Data analysis was performed with the R software environment for statistical computing and graphics (R Foundation for Statistical Computing, Wien, Austria). All data were analyzed using t tests or one-way analysis of variance followed by post hoc Dunnett’s test as appropriate and represented as the mean±standard error of mean. P values equal to or less than 0.05 were taken to be statistically significant.

Results and discussion

Synthesis and characterization of MitoG and its reaction products

The syntheses of MitoG, its predicted quinoxaline products upon reaction with methylglyoxal and glyoxal, and their deuterated versions are summarized in Fig. 2. The UV/Vis absorption spectra of MitoG and its component TPP and phenylenediamine moieties are shown in Fig. 3A. As expected, the spectrum of MitoG was a summation of those of the phenylenediamine HP and a simple alkyl-TPP salt. As o-phenylenediamine undergoes oxidative degradation [2], and because there was a literature precedent for the additional reactivity of alkoxy-substituted phenylenediamines, we assessed the stability of MitoG by RP-HPLC and found that stock solutions were stable under storage at −20 °C. To assess its stability under biologically relevant conditions, we measured the decomposition of dilute solutions of MitoG at 37 °C and observed minimal loss by 4 h with significant loss by 24 h; therefore MitoG is sufficiently stable for biological experiments lasting up to ~4 h.

Fig. 3

In vitro characterization of MitoG, MQE, and QE. (A) UV/Vis scanning spectra of 100 μM MitoG show the characteristics of its component TPP and HP moieties. (B) UV/Vis scanning spectra of 100 μM MitoG, MQE, and QE. (C) Fluorescence excitation spectra (emission 433 nm) and emission spectra (excitation 344 nm) of 10 μM MitoG, MQE, and QE. MitoG was not fluorescent. MQE and QE had peak excitation and emission wavelengths of 344 and 433 nm, respectively. (D) RP-HPLC profile of 10 nmol each of MitoG, MQE, and QE. Absorbance (red) at 220 nm, fluorescence (blue) was observed at excitation and emission wavelengths of 344 and 433 nm, respectively. (E) UV/Vis scanning spectra of 100 μM MitoG and 1 mM methylglyoxal or glyoxal in KCl buffer after incubation at 37 °C for 2 h. (F) Fluorescence excitation and emission spectra of 10 μM MitoG and 20 μM methylglyoxal, or of 20 μM MitoG and 40 μM glyoxal, in KCl buffer after incubation at 37 °C for 2 h. (G) MitoG (5 mM) and 10 mM methylglyoxal were incubated in 10 μl KCl buffer at 37 °C for 2 h, then 1 μl of the mixture was assessed by RP-HPLC. (H) The identity of the product peak was confirmed by spiking the reaction mixture with 10 nmol of MQE standard. Experiments with glyoxal gave similar results (data not shown).(For interpretation of the references to color in this figure legend, the reader is referred to the web version of this article).

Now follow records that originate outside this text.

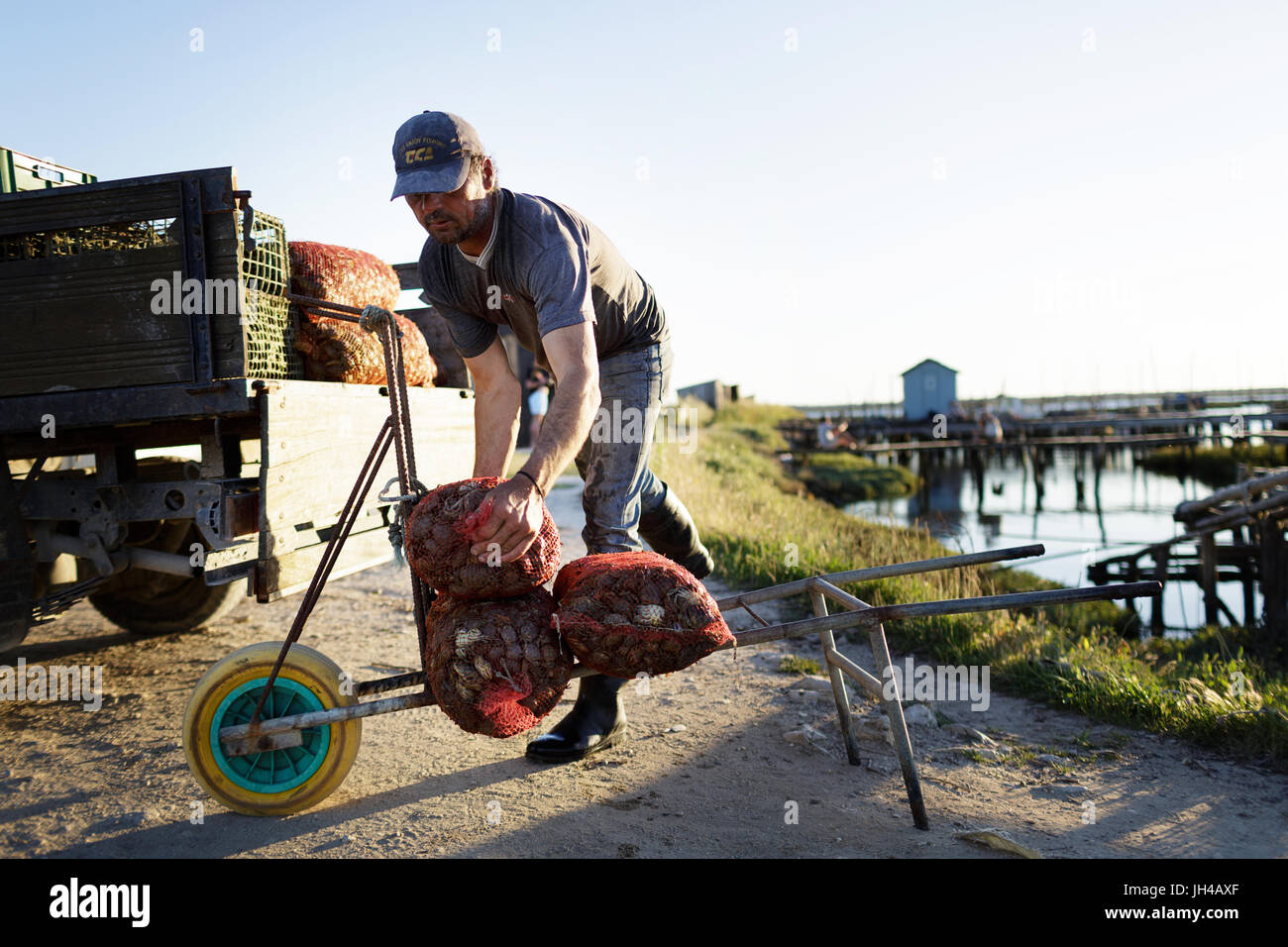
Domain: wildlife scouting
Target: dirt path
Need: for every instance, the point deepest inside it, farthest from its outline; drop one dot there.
(707, 772)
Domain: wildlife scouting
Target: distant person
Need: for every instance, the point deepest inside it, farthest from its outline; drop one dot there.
(833, 437)
(539, 401)
(991, 428)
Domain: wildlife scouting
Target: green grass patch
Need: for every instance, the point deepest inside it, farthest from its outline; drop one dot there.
(1224, 689)
(1216, 467)
(842, 478)
(794, 664)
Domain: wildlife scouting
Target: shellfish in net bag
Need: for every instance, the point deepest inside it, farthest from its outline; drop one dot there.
(438, 545)
(625, 613)
(340, 351)
(496, 668)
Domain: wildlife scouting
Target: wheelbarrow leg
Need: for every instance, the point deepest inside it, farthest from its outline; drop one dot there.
(900, 728)
(842, 698)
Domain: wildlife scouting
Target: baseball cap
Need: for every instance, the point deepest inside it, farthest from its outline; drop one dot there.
(432, 154)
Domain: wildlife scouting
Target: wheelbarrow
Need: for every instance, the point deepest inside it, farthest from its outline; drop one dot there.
(274, 727)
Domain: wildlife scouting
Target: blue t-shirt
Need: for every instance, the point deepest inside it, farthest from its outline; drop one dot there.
(545, 266)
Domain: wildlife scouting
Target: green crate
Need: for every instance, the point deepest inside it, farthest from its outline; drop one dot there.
(21, 171)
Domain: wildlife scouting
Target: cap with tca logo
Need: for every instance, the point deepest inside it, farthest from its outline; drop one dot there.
(432, 154)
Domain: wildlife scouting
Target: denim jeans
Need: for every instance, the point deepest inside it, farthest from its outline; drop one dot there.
(613, 460)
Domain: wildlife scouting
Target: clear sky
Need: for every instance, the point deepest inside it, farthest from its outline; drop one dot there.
(1050, 197)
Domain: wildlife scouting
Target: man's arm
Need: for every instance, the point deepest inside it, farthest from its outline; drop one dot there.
(516, 509)
(496, 410)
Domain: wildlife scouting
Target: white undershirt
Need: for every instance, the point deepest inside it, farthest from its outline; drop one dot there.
(481, 261)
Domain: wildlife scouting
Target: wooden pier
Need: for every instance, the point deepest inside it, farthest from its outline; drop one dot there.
(1254, 513)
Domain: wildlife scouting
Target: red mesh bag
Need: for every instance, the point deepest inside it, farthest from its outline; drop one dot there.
(340, 351)
(438, 545)
(342, 274)
(496, 668)
(629, 612)
(417, 364)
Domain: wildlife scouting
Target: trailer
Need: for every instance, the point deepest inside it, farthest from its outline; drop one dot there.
(163, 455)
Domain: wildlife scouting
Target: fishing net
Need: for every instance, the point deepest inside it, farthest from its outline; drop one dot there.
(625, 613)
(439, 536)
(496, 668)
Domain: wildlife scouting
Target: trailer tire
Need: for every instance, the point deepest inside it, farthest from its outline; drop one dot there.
(188, 605)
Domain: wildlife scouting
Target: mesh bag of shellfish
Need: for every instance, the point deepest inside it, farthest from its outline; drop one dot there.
(439, 536)
(339, 351)
(629, 612)
(496, 668)
(342, 274)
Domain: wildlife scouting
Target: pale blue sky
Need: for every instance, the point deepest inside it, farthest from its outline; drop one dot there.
(1048, 197)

The expected products of the reaction of MitoG with methylglyoxal (MQE) and glyoxal (QE) were synthesized and have UV/Vis absorption spectra distinct from that of MitoG (Fig. 3B). Both QE and MQE were fluorescent, whereas MitoG was not (Fig. 3C). The three compounds were resolved by RP-HPLC (Fig. 3D) although the MQE regioisomers (MQE1, MQE2; Fig. 1B) were not distinguished. Both MQE and QE were stable after 1 week at 37 °C as assessed by RP-HPLC (data not shown). The properties of MitoG, MQE, and QE are summarized in Table 1. We conclude that MitoG is sufficiently stable for biological experiments involving trapping of glyoxal and methylglyoxal within mitochondria in cells and in vivo, and the reaction products MQE and QE were both robustly stable for chemical isolation and subsequent LC–MS/MS analyses.

Table 1

M extinction coefficients and partition coefficients of MitoG, MQE, and QE.

Compound	Molar extinction coefficient at wavelength λ (M−1 cm−1)				Partition coefficient
	λ 267 nm	λ 274 nm	λ 299 nm	λ 345 nm
MitoG	4069±206	3721±193	3679±188		2.4±0.1
MQE	6463±139	5509±127		7466±158	12.3±0.5
QE	5275±293	4557±245		6901±375	13.6±0.9

Data are means±SE of three determinations.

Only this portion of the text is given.